RS: You've written a few historical novels for teenagers and a fantasy series for slightly younger kids as well as books for adults. Do these feel different to you as you write them?JD: They share similarities. Writing any book is desperately hard for me, so that struggle is common to all the books. But besides that, I'm very aware of the openness of children, their vulnerability. For The Waterfire Saga — my mermaid books — I didn't want much bad language or too many racy scenes, that sort of thing. The message had to be clear and the plot had to be strong and engaging, because kids of that age will get frustrated if you don't get to the point. I feel like I can take a little more time and ramble around a bit more in my YA and adult books. But the commonality among all of them (other than being difficult to write) is that there's a lot of emotion. And hopefully a compelling plot. Hopefully there's something that will inspire the reader as he or she goes through the book as well.
RS: I was just thinking that if you did write a sequel to These Shallow Graves it could almost be published as an adult book.
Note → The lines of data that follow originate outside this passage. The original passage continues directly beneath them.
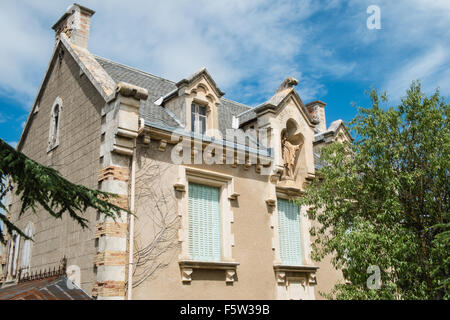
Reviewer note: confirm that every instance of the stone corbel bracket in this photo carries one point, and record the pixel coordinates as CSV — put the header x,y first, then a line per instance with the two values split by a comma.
x,y
187,267
282,270
128,101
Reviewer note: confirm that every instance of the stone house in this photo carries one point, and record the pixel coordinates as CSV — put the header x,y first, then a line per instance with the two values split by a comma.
x,y
210,181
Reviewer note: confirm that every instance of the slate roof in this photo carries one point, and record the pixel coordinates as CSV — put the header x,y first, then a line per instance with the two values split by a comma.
x,y
52,288
158,87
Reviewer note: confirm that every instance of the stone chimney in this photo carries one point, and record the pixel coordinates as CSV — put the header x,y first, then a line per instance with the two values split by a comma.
x,y
317,111
75,23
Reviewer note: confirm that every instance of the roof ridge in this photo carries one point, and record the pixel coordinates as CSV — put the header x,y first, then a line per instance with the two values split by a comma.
x,y
133,68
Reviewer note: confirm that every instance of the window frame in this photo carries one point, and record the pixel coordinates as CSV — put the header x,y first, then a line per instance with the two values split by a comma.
x,y
55,125
196,116
189,236
300,234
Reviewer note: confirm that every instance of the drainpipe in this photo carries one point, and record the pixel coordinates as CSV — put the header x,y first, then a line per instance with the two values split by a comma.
x,y
131,239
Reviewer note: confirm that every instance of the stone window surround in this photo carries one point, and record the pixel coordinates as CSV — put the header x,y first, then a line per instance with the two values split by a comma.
x,y
227,194
307,270
52,145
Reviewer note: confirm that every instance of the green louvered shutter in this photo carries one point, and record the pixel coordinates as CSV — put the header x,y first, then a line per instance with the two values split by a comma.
x,y
204,223
289,233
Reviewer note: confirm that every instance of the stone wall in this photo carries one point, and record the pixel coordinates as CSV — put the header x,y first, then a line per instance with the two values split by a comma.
x,y
76,158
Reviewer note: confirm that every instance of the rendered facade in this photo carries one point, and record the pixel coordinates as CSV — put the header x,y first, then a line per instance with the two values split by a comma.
x,y
210,181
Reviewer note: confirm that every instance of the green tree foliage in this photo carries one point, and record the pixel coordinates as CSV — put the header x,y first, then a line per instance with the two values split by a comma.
x,y
384,200
36,184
I wonder if that's ever happened before.JD: That's a good question. I have no idea. Watching the characters get older…
RS: Right. Because this does seem to me to be a true crossover book. An adult would read this with no particular sense of "Oh, I'm reading a book for young people."JD: I don't worry too much about those distinctions, because you can try to tell readers what to read and where to go in the bookstore, and they're going to do what they want to do. Readers will not be pigeonholed.
RS: Something I think you've done well in These Shallow Graves is to create a world for a reader to go into and wander around. We go uptown. We go downtown. Your characters are inhabiting a real place.JD: I tried to make the city not just a setting but a character in its own right, someplace palpable that the reader can really orient herself within.
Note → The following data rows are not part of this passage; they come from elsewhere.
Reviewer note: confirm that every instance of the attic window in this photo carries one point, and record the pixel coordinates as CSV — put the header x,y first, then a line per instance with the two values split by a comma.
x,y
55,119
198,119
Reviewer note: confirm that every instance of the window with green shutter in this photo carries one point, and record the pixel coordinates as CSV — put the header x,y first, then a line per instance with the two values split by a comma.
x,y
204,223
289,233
RS: We're having a mini-trend with this era, both in steampunk books and straightforward historical fiction. Often it's London, but some are set in the United States. I wonder if part of the reason is the parallels to our world today. We're in another Gilded Age, where some people are experiencing great wealth and luxury, and other people — most people — are not.JD: What's going on in the world right now, the gulf between the haves and the have-nots — it almost feels insurmountable. Looking at the strides women have made, though, we've come such a long way. Jo didn't even have the vote. Working outside the home, for a woman of her class and station, was unthinkable. There is still wage disparity in the U.S. and so many issues, such as domestic violence, to be addressed. But then I think of places today where it's so dangerous just for a girl to want to go to school. I think your point is incredibly apt.
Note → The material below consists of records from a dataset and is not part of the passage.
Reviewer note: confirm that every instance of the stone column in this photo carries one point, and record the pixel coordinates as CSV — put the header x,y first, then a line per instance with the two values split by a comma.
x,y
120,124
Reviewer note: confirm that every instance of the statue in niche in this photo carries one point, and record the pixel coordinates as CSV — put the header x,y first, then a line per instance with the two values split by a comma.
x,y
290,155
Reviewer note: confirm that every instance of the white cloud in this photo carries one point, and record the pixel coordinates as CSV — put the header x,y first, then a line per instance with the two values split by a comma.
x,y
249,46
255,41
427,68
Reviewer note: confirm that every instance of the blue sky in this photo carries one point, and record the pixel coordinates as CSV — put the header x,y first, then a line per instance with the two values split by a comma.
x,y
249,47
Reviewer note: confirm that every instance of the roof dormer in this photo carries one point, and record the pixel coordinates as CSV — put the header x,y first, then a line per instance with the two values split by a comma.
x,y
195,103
RS: Do you find that your novel overlays itself in your imagination when you visit New York now?JD: Totally. That always happens. I can see an old building or an old facade or an old railing, and standing across the street from it, I just squint my eyes, and suddenly it's back a hundred years, and the person walking out of it is dressed like a Victorian. But certain types endure as well, and you see them today moving along the sidewalks. It's ghosts all over again. And the fact that the city is trying to pave itself over as fast as it can, and build itself up, and yet it can never escape its past. I like this contrast. I like living in that space between them as a writer.